Someone tapped her shoulder.
She turned and saw a hollow-cheeked figure in a pale green dress and white cowboy boots, her gray hair bottle-brush short.
“Layla, it’s Bette.”
Layla would have guessed the woman standing before her to be in her late forties at the youngest. But if she was remembering correctly, Bette was thirty-seven, just five years older than herself.
“Of course. Good to see you.”
The awkward question arose, unspoken: hug or not?
Bette answered it by extending her hand. Layla shook it firmly, “but without breaking bones,” her grandpa’s old instructions.
“You too,” Bette said.
Bette barely resembled the teenager from the road trip. Back then, she’d had weight to her, and thick, shoulder-length brown hair. The only familiar feature was the half-smirk of a smile, as she were about to say, You’re full of shit.
Bette nodded toward the casket. “He’d be glad you made it.”
Would he? Based on her last encounter with her father, Layla wouldn’t have assumed as much. Nor would she have assumed that Bette would ever want to see her again, half-sister or not. And given how things had gone on the road trip, Layla came to believe that Bette had caused every single bit of the trouble her grandparents used to discuss in low voices. But things were different now, or so it seemed. If Layla’s recent phone conversation with Bette was to be believed, she was now a responsible single mother with an associate’s degree and a steady job as a security guard.

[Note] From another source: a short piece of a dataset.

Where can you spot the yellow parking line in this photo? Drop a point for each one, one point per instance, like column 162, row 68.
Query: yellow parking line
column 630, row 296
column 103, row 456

Even Bette’s smile looked slightly different, the halfsmirk now suggesting some mutual understanding, as if she and Layla were in on the same ongoing joke. Age, maybe, was the only thing that could explain this.
“Ready to meet Marla? And Jake?”
“Sure,” Layla said.
She followed Bette away from their father’s body, away from the cloying smell of lilies, toward a far corner of the room.
On her drive to the funeral home, Layla envisioned an assemblage of stereotypical mobsters: thick-bodied thugs in cheap-looking suits or athletic wear, all of them flashing some type of gold: chains, rings, or watches. As it turned out, a few attendees matched this description, but they were far outnumbered by ordinary-looking men and women mostly middle aged or older, with a few young adults and toddlers sprinkled here and there, presumably children or grandchildren of the mourners. Most guests looked like the ones who’d attended her grandparents’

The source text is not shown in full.